En este sentido, desde Barbechando destacó que tanto la Comisión Europea como el Consejo han señalado que subsiste la posibilidad de una aplicación provisoria del acuerdo en su pilar comercial, “al menos con aquellos Estados del Mercosur que hayan completado sus procesos de ratificación interna”.
“Este mecanismo permitiría comenzar a aplicar los compromisos comerciales sin esperar la finalización del trámite completo en la UE, aunque su viabilidad práctica dependerá del alcance del dictamen del TJUE y de las decisiones políticas que adopten las instituciones europeas una vez emitido”, completó.
Puertas adentro
Pero no solamente depende de los europeos, sino que también los parlamentos de cada uno de los integrantes del Mercosur deben hacer su parte y aprobar el acuerdo.
Inclusive, en este esquema, los derechos y obligaciones del acuerdo comienzan a aplicarse entre las partes que ya lo hayan ratificado, aún cuando el resto de los socios del Mercosur no haya concluido dicho trámite.
“En este contexto, la celeridad en los procesos de ratificación por parte de los congresos nacionales del Mercosur adquiere especial relevancia, dado que la entrada en vigor bilateral habilita de manera inmediata el acceso a los beneficios comerciales previstos en el acuerdo”, subrayaron desde Barbechando.
Además, ello resulta particularmente importante en relación con “el aprovechamiento de los cupos y contingentes arancelarios, cuya utilización efectiva dependerá del momento en que cada país complete su ratificación y pueda ejercer los derechos derivados del acuerdo”.
Los beneficios para el campo
El acuerdo prevé beneficios comerciales claves, debido a que el 70% de los productos agroindustriales del Mercosur ingresarían a Europa sin arancel desde la entrada en vigencia; el 14% con desgravación gradual de 3, 7 o 10 años); y el 15% mediante cuotas con arancel reducido o cero.
Además, cubre prácticamente todo el entramado agroindustrial argentino: complejo de la soja (harina, aceite, pellets, biodiesel); de carnes (bovina, aviar, porcina); economías regionales (frutas, maní, miel, arroz); pesca; vino fraccionado; y biocombustibles.

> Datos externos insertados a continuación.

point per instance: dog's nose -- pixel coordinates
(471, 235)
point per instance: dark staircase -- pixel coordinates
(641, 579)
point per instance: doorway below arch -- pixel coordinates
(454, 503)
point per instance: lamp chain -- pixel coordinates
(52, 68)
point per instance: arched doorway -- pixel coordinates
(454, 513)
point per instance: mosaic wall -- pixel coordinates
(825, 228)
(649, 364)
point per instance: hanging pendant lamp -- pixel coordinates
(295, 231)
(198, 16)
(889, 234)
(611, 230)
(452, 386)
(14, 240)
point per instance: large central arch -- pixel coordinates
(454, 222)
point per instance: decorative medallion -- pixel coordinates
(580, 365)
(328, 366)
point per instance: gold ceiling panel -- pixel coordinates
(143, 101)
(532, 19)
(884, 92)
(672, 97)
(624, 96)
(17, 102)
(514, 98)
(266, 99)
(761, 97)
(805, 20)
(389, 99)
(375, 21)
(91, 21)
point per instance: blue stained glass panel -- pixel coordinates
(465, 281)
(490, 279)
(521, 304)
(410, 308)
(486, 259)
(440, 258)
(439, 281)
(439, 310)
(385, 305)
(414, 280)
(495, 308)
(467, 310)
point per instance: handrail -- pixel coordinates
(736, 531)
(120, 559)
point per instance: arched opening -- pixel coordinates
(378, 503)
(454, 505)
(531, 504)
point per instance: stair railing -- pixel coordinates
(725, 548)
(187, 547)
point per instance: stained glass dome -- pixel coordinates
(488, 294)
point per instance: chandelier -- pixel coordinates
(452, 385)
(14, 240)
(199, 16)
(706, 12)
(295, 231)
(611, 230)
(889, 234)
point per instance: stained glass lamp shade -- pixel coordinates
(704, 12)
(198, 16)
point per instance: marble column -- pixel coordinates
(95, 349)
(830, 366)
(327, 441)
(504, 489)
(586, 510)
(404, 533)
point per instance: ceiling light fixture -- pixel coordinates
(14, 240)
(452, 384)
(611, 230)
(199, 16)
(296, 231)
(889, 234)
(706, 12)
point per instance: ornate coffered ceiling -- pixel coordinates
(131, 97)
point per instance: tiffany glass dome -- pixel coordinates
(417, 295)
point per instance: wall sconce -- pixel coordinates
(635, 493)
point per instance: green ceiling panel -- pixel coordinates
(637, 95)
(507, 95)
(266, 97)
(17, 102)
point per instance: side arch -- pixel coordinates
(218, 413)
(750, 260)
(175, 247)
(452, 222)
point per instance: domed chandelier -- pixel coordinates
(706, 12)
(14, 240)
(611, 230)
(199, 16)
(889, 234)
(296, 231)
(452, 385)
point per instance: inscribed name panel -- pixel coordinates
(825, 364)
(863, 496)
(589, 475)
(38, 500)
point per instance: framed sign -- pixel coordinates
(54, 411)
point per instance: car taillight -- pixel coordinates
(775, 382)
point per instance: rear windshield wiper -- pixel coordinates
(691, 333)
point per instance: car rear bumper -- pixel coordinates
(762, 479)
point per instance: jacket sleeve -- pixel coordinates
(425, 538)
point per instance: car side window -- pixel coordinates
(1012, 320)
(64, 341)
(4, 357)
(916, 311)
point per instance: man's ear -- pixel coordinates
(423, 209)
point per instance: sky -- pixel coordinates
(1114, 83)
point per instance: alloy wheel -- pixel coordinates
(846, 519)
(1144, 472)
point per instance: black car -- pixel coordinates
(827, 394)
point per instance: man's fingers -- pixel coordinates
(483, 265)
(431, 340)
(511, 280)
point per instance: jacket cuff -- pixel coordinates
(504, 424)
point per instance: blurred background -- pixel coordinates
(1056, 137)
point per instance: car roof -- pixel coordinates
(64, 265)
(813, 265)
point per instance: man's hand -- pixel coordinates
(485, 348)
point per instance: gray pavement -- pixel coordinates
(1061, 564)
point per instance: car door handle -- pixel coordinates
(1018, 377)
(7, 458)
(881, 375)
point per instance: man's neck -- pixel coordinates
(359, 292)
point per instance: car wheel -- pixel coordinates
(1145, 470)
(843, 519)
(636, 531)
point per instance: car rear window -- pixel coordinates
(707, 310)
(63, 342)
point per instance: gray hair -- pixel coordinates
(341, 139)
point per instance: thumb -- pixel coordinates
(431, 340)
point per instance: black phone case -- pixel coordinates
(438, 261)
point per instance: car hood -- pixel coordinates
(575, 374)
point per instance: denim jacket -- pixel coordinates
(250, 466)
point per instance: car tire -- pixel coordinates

También habrá cuotas relevantes para el agro, destacándose 100.000 toneladas para la carne bovina; 180.000 para la aviar; 25.000 para la porcina; 1.000.000 para maíz y sorgo; 45.000 para la miel; 60.000 para el arroz; 30.000 para quesos; y 650.000 para etanol.
Asimismo, se establece la eliminación del arancel intracuota de la Cuota Hilton y la participación del Mercosur en la administración de las cuotas.
Un punto muy relevante del acuerdo y central para el campo argentino es que nuestro país se compromete a eliminar todas las retenciones a las exportaciones hacia la UE a partir del tercer año de entrada en vigencia del acuerdo.
No obstante, hay excepciones, como en el caso del complejo sojero: tendrá un tope máximo inicial del 18%, con una reducción gradual hasta el 14% en los próximos 10 años.
Otro capítulo trata sobre reglas sanitarias y fitosanitarias, en el cual se establecen procedimientos, plazos y mecanismos de consulta formales, se limita el uso de medidas arbitrarias o no basadas en evidencia científica y se crea un canal bilateral específico para resolver conflictos sanitarios.